E: You work in the creative industry, and you co-founded FlyArt, which has found incredible success. A lot of people find certain forms of exercise boring because they involve routines. As a “creative,” what keeps you going back to the routine?
T: It’s nice to be called a creative, but I guess that’s what I am these days. Besides my boyfriend’s (my co-worker, also a creative) constant encouragement, I keep going back to it because it’s become my new normal, and like most people I do like a sense of routine to define my days. It’s no longer “should I exercise today” but more of “what kind of workout should I do today.” All things considered that’s still pretty lazy behavior since people (like my boyfriend) have their workouts planned weeks in advance. But really, the routine has just become a part of my life, that not exercising is the more conscious decision.
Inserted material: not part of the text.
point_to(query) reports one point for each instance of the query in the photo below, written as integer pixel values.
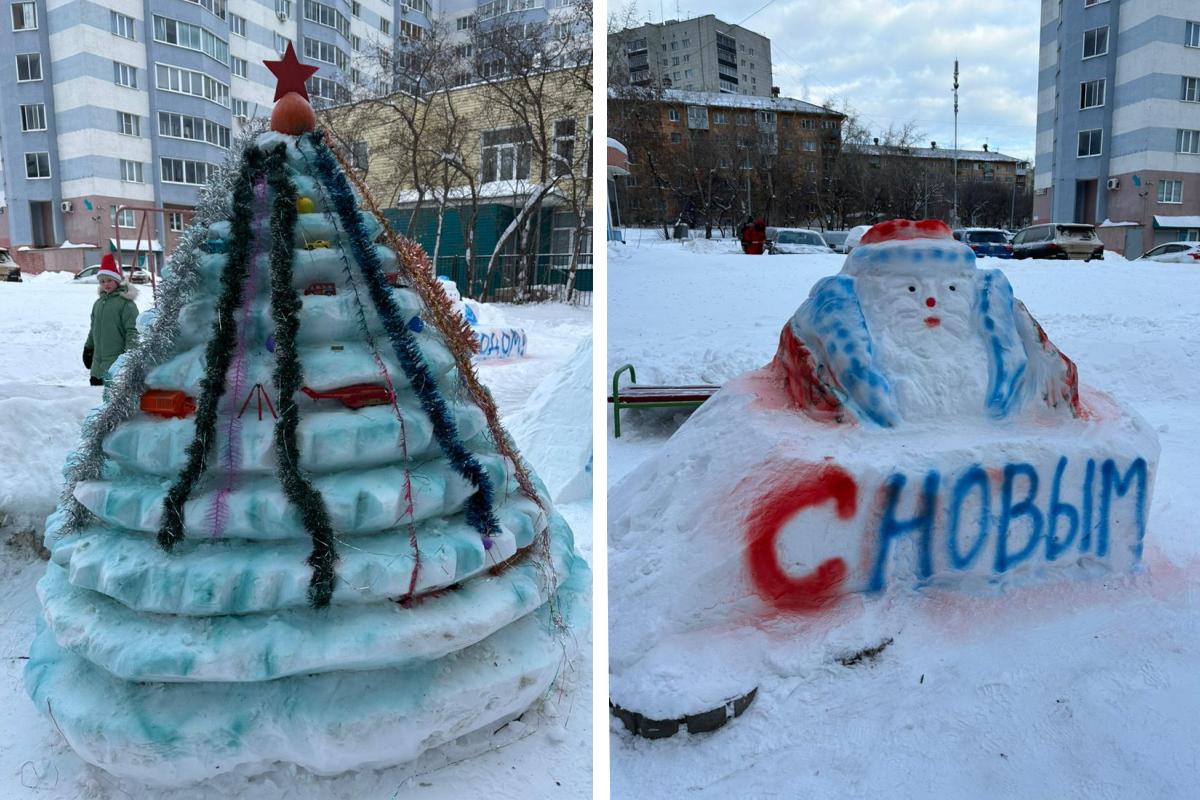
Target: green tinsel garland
(288, 377)
(217, 354)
E: Do you think there’s any relationship between what you do creatively and what you do in the gym? Does one counterbalance the other? The routine vs. the creative? Or do they actually complement each other in ways unseen by most people?
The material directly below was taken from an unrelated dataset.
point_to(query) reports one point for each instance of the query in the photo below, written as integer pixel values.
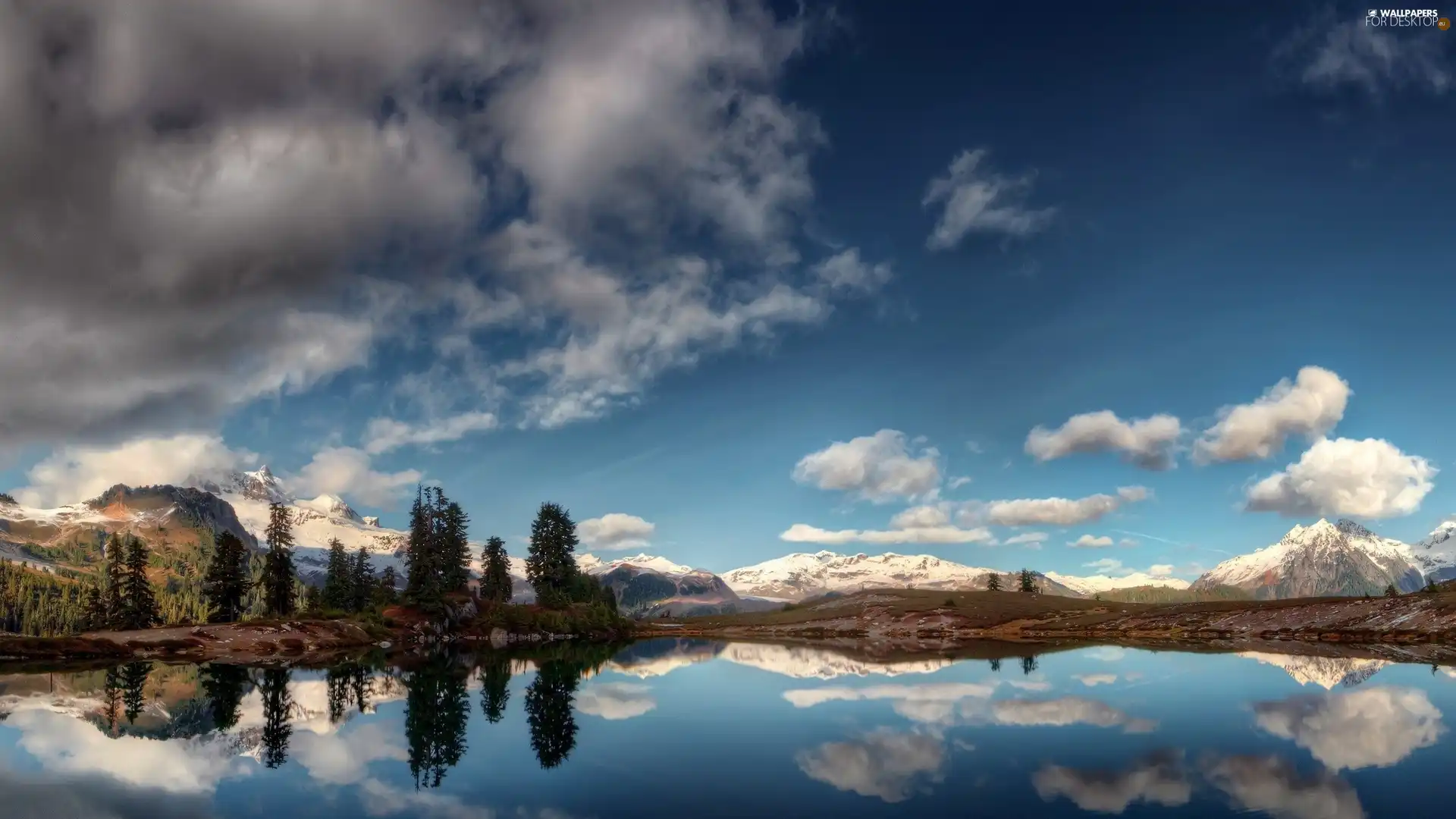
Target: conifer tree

T: In a way, I feel that powerlifting has helped me get to know myself better. Knowing one’s physical limits can actually more or less help you know your emotional and mental limits too. I mean with powerlifting, you’re always trying to find your “true max,” which means the heaviest weight you can carry with good form for one repetition. And while that sounds like gym jargon, it’s a great trip because you kind of open yourself up to failure quite often because—more often than not—you’re not strong enough.
I think it takes a lot of humility to pursue a sport that makes you fail again and again. And in creativity, it’s always been like shooting for the stars—you get it or you don’t. I wish that my bravery could transfer from my working out to my creativity, so I could get better at my creative pursuits instead of sitting around and crying over bad work. But there we go. I suppose that they do complement one another in that respect, because you’re forced to go deep into yourself and your limitations for both disciplines.
E: How has working out improved your life?
T: My pants are tighter in the right places (read: my butt), but I finally have a better understanding about how my body works, and about how crash diets are never really going to get me anywhere. The community is really great—everyone’s really nice and they share in your joys and grief. Well, that’s the nice thing about having a team (I’ve never had a team before). I’m also more open to trying activities that require some semblance of physical fitness, so I suppose that gets to open up my world more and more, which is a great thing.